Noemi Nuti band ft. Quentin Collins, 22 April 2016

Because jazz is an improvising music, its many hybrids invite names and categories, but the best of it—and a live performance in particular—has a way of scribbling over the neat lines and exceeding expectations.

Much of what Noemi Nuti and her wonderful band presented could plausibly be tagged ‘Latin’—but even that is a musical world unto itself; and no one present would want to reduce the splendour and variety of the music they played to a blunt generic. This was quite individual music, from a band of superbly endowed musical talents.

Noemi Nuti divided the sets between her own compositions and Brazilian numbers to deliver a shrewdly balanced and very coherent programme. The evening was certainly not a ‘singer + accompaniment’ outing: for all that Noemi could hold the stage at any tempo and volume, we enjoyed a very tightly integrated performance, with plenty of room for each of the players to shine, but at its best in some of the remarkably fast and intricate exchanges.

Pianist Chris Eldred somehow managed to convey two musical worlds at once: those wonderful Brazilian rhythms, together with voicings and runs that have their home further north—and all with an adaptive, sensitive responsiveness and lightness of touch.

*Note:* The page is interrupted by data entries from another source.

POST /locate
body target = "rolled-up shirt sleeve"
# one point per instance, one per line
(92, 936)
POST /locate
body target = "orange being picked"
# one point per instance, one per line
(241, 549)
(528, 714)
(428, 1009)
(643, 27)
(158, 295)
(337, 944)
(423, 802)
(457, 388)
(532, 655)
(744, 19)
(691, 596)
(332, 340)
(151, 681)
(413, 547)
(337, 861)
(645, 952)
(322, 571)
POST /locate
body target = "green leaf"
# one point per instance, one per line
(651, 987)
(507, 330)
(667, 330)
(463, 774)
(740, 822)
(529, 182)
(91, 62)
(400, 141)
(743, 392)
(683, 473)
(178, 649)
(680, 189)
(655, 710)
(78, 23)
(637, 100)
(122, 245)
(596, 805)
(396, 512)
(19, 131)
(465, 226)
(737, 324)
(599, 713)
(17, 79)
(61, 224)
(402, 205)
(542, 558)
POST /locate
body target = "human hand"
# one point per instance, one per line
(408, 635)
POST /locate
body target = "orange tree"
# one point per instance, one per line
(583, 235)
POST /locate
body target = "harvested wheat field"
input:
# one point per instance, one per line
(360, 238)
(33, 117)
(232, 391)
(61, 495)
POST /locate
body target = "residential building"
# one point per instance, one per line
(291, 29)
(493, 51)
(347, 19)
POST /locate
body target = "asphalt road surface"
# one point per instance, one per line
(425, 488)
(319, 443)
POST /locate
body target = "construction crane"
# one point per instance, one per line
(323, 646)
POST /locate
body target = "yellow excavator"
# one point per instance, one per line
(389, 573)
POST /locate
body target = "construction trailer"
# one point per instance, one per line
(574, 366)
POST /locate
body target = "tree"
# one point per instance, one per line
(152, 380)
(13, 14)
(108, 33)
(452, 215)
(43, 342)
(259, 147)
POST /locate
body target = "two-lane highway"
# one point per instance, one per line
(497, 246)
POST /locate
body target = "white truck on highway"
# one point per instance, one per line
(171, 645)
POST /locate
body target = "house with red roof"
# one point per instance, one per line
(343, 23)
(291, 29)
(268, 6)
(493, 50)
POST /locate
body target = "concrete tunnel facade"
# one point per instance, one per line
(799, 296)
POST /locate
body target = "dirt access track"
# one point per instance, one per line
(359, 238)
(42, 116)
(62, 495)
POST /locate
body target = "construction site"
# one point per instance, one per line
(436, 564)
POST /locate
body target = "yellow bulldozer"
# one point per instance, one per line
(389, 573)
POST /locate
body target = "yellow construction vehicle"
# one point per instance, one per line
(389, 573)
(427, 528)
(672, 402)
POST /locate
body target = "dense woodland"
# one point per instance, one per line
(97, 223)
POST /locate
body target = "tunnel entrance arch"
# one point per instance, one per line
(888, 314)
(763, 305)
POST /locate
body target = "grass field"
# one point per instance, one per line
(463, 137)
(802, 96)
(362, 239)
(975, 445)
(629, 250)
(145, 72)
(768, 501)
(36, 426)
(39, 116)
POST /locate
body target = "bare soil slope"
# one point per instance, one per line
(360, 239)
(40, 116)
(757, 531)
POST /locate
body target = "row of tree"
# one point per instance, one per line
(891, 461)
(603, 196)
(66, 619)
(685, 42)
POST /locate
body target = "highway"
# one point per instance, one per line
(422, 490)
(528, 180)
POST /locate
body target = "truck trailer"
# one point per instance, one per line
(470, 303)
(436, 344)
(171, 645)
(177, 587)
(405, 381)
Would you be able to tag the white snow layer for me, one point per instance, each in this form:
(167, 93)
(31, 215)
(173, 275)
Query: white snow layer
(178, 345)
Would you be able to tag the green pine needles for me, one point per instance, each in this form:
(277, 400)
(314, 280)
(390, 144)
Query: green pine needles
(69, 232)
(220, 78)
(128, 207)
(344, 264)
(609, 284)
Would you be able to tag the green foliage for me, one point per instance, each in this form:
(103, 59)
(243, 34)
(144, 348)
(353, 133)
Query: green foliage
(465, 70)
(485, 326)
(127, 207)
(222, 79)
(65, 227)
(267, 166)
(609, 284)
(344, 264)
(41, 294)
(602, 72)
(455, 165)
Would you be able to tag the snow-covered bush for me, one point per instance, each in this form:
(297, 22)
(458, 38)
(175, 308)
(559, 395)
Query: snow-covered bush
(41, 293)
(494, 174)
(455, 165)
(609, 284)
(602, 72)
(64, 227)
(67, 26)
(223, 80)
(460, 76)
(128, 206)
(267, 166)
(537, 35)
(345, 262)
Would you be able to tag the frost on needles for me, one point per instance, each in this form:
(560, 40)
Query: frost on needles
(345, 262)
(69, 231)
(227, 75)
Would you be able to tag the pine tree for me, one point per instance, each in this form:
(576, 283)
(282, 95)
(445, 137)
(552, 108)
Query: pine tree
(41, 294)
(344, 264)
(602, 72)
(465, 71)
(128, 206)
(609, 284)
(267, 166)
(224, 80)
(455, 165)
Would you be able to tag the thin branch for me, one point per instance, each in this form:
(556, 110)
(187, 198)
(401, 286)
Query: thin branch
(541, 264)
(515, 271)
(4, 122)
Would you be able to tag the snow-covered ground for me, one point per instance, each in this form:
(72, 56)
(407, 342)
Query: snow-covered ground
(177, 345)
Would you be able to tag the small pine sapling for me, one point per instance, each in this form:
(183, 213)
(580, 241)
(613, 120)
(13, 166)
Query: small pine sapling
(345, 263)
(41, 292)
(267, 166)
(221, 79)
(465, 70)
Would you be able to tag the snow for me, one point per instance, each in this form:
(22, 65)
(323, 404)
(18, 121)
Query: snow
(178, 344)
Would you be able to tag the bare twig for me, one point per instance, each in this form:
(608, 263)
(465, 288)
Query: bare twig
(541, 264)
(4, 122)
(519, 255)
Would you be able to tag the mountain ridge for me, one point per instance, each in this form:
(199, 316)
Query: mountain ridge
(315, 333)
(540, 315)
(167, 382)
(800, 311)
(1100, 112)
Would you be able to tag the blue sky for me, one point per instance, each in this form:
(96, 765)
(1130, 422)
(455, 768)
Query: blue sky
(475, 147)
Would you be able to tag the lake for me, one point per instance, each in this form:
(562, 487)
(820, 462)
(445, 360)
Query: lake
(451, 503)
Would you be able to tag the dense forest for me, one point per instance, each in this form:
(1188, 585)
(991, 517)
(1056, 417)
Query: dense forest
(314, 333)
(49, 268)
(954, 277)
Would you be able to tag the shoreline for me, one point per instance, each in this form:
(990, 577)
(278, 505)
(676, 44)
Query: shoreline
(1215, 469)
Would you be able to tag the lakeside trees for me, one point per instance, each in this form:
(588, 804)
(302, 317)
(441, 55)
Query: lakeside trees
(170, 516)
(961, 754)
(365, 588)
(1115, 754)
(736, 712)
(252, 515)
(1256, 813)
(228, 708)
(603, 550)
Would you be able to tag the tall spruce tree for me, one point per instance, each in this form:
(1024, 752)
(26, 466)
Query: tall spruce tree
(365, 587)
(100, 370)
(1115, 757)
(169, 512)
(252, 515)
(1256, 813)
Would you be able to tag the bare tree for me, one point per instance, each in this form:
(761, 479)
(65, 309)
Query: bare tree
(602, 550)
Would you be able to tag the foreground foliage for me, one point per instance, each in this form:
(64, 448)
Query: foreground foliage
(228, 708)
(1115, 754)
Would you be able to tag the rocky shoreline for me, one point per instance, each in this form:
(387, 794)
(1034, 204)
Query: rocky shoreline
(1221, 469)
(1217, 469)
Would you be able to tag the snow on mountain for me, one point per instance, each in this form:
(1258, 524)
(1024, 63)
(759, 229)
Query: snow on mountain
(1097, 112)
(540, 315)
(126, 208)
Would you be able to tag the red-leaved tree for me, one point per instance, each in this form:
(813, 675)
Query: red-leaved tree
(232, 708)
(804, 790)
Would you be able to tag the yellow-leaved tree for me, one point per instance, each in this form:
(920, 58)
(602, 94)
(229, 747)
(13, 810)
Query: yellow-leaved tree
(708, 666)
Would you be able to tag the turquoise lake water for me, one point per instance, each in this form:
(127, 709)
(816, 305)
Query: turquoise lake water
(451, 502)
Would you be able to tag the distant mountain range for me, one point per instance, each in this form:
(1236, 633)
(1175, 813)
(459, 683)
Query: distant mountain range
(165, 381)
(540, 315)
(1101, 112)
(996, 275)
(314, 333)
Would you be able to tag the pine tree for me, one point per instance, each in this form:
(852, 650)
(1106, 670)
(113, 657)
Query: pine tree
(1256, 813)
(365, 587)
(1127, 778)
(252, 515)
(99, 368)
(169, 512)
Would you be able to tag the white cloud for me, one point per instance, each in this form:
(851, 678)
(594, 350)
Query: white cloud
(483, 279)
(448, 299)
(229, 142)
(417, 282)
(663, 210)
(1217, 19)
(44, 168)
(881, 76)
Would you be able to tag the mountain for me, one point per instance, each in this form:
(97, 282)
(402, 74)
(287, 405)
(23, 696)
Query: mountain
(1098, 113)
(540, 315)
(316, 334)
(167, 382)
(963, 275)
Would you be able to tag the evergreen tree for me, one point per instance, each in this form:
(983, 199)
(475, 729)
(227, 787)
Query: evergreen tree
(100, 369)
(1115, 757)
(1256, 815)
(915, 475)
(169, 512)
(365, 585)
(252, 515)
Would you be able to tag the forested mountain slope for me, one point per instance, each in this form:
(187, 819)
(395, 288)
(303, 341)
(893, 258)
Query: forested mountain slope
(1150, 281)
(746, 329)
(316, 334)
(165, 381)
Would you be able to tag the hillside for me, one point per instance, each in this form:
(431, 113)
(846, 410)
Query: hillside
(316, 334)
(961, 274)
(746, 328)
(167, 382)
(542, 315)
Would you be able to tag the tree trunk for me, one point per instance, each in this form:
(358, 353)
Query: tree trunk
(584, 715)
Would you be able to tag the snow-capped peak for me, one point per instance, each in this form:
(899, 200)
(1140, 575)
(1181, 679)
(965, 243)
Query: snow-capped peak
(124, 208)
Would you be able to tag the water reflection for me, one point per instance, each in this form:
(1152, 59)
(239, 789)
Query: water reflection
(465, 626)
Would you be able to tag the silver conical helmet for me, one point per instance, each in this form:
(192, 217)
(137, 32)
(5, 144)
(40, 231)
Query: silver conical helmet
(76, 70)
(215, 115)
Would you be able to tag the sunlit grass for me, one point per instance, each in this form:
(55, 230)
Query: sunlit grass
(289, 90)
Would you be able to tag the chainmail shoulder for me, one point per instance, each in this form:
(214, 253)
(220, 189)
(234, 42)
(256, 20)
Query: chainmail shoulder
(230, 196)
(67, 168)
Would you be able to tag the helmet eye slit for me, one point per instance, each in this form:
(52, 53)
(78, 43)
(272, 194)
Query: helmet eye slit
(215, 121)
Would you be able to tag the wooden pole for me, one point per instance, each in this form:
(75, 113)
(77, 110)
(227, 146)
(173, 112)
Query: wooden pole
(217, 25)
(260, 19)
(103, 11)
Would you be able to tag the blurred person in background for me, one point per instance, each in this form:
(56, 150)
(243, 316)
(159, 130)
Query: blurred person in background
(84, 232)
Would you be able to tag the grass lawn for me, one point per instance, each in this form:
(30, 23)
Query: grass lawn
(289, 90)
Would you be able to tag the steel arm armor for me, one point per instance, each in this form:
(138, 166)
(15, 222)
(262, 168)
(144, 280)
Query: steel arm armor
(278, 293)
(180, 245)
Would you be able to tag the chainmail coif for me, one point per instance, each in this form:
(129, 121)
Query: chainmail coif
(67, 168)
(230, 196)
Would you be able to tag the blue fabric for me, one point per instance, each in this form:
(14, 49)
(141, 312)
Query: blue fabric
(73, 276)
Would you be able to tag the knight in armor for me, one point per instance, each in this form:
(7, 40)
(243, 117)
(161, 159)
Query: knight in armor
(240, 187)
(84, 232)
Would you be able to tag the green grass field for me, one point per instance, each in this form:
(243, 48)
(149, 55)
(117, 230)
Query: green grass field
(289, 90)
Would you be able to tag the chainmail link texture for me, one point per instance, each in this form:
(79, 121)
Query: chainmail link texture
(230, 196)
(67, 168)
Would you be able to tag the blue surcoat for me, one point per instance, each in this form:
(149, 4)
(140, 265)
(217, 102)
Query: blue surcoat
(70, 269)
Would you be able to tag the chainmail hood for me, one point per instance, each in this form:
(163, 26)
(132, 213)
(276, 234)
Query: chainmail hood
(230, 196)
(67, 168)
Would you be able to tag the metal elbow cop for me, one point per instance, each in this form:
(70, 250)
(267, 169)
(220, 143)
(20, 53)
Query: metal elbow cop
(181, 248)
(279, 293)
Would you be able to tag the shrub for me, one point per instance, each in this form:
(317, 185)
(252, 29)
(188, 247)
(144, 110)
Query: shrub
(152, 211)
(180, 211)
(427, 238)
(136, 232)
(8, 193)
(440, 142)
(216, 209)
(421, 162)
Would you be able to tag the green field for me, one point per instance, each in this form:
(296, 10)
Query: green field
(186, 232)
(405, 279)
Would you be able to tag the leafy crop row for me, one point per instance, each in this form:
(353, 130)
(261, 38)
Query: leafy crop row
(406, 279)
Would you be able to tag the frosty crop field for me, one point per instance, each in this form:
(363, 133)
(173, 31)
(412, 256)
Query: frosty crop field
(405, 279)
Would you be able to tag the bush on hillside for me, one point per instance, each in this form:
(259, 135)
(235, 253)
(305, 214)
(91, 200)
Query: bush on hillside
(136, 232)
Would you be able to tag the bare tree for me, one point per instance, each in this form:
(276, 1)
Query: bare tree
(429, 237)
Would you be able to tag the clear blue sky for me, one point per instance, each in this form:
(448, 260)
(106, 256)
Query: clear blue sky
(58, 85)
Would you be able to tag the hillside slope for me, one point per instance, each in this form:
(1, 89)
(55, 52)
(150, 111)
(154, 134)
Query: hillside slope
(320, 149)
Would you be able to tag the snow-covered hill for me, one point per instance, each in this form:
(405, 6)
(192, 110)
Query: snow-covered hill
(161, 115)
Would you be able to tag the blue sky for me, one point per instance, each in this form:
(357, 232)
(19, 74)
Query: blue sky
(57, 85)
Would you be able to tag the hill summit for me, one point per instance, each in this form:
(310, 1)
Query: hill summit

Quentin Collins’ trumpet has power, but also finesse: his jaw-dropping solo passages were complemented by his parallel, note-for-note playing beside Noemi and well-judged, carefully placed interjections and inflections. At one point, the band held back while Noemi sailed in to a duet with bass player Ashley de Neef—a Portuguese vocalise that would give the best scat singing, anywhere, a run for its money. Emiliano Caroselli had two explosive but deeply musical drum solos, which were a delight.

The final number was breathtaking: wonderfully exuberant and fast-paced exchanges between Noemi and the band, reminiscent of Dizzy Gillespie be-bop in the speed and precision of the interplay. We could see that both Noemi and Quentin Collins were left breathless. Kindness might have prevailed, but there was no way they were getting away without an encore.